Des nombreuses œuvres, un seul but.
Aujourd'hui en Palestine, les Salésiens (de dix nationalités) continuent à opérer dans les structures héritées par le prêtre de Ligurie et en ont fondé de nouvelles. À Bethléem, l'orphelinat, qui n'a plus d'étudiants internes, est une école professionnelle: 150 garçons âgés de 15 à 18 ans suivent les cours de trois ans, tandis que 160 des 18 à 30 ans suivent les cours d’un an. Un grand oratoire a été ouvert à qui on a ajouté un musée de berceaux de Noël et un centre artistique pour la production d’artefacts en perles, olives et céramiques, fabriqués selon la tradition locale.

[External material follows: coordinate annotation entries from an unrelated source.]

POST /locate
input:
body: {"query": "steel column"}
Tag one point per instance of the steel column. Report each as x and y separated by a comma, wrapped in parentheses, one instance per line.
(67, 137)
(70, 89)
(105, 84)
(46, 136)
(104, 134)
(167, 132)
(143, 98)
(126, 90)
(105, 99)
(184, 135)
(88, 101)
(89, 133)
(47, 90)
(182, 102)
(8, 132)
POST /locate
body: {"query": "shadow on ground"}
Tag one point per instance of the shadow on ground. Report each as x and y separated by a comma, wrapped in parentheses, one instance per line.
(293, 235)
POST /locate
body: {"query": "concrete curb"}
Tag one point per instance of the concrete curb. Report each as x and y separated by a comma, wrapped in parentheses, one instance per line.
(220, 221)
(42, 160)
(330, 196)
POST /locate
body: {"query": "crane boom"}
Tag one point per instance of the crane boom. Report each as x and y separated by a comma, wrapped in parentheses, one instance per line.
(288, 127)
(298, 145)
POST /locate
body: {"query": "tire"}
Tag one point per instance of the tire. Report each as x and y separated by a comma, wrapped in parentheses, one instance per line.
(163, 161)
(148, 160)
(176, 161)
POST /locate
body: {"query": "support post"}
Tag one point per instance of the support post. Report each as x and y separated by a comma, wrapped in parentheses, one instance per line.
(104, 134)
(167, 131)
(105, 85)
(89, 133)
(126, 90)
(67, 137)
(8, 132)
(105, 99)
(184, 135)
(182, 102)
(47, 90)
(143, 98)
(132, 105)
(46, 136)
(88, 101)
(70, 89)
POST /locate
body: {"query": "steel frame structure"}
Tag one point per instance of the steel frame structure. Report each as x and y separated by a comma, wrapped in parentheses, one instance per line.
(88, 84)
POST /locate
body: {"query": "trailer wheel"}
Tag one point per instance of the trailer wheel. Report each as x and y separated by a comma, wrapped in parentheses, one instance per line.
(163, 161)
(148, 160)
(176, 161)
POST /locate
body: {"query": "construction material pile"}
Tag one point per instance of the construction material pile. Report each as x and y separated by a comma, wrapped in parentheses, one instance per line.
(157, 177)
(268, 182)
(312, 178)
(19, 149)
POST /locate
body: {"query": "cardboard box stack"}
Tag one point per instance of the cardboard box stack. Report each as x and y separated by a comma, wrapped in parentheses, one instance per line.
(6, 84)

Pendant ce temps, à partir de la fin du XIXe siècle, le four continue d'offrir un bon pain. Des nombreuses activités, un seul but : éduquer les jeunes pour les préparer à faire face à la vie, renforcer les liens sociaux, soutenir la population en prenant soin de ceux qui en ont le plus besoin.
Bonnes relations
« Ici, à Bethléem, où les chrétiens représentent le 33% de la population (environ 12 000 personnes), nos œuvres sont fréquentées par des jeunes chrétiens et musulmans (en majorité) et les gens des deux religions y travaillent. La coexistence a toujours été bonne et des relations d'amitié sincère sont nées », a déclaré le Père Piergiorgio Gianazza: 72 ans (dont 56 au Moyen-Orient) il est vice-provincial de la province salésienne du Moyen-Orient (qui comprend 6 nations), il vit à Bethléem et enseigne la théologie dogmatique à Jérusalem, à la section détachée de la Faculté de Théologie de l’Université Pontificale Salésienne de Rome.
Le système éducatif
Les parents musulmans inscrivent très volontiers leurs enfants à l'école salésienne, qu'ils considèrent comme un pôle éducatif d'excellence. « Ils se rendent compte que nous ne distinguons pas la foi et ils montrent une sincère appréciation pour le système éducatif de Don Bosco dont les piliers sont la raison, la religion et l'amour, c'est-à-dire le dialogue et la confrontation, la reconnaissance de la dimension religieuse comme dimension constitutive de l'être humain. Un style accueillant et bienveillant dans les relations », explique le père Piergiorgio. «Nos étudiants musulmans sont, à certains égards, nos premiers missionnaires parmi les gens, car, grâce à leur vive expérience scolaire, ils peuvent dementir ceux qui continuent à considérer les chrétiens comme des incroyants et des colonisateurs».
L'opérateur musulman
Parmi les membres du personnel, il y a Khader Abdel Qader Dadara: - un musulman, 43 ans, marié et père de 5 ans, responsable du nettoyage de l'école - qui dit: «J'aime servir ici: je travaille avec un chrétien avec qui je m’entend bien, nous nous aidons mutuellement. Malheureusement, le coût de la vie à Bethléem est élevé et pour moi, comme pour beaucoup de mes concitoyens, le salaire n'est jamais suffisant pour supporter les dépenses familiales. Entre les 50 employés des œuvres salésiennes, les relations sont bonnes, non conditionnées par les rôles ou par la foi professée. Le respect mutuel et la performance honnête des tâches sont des valeurs partagées ».
Le bon pain
Parmi les œuvres héritées par Don Belloni, il y a un four où, sous la supervision des salésiens, six personnes travaillent. Pendant longtemps, cette boulangerie a soutenu principalement les orphelins et les étudiants de l'école. Elle est devenue un point de référence pour toute la population depuis la Deuxième Intifada, lorsque, en 2002, Bethléem a vécu des jours très difficiles, nous dit le Père Piergiorgio: «Notre four a réussi à fournir du pain à tous, même gratuitement; je me souviens qu'il travaillait ininterrompu, jour et nuit. En suite, une grande partie de la citoyenneté a commencé à faire ses achats ici et 120 familles nécessiteuses dans la ville (dont nous nous occupons) reçoivent nos produits à un prix mensuel symbolique. Je suis ravi que, à Bethléem, dont la signification en hébreu est la «maison du pain», il y a une boulangerie qui nourrit la population et aide les personnes les plus vulnérables et qui soutient les liens entre chrétiens et musulmans ».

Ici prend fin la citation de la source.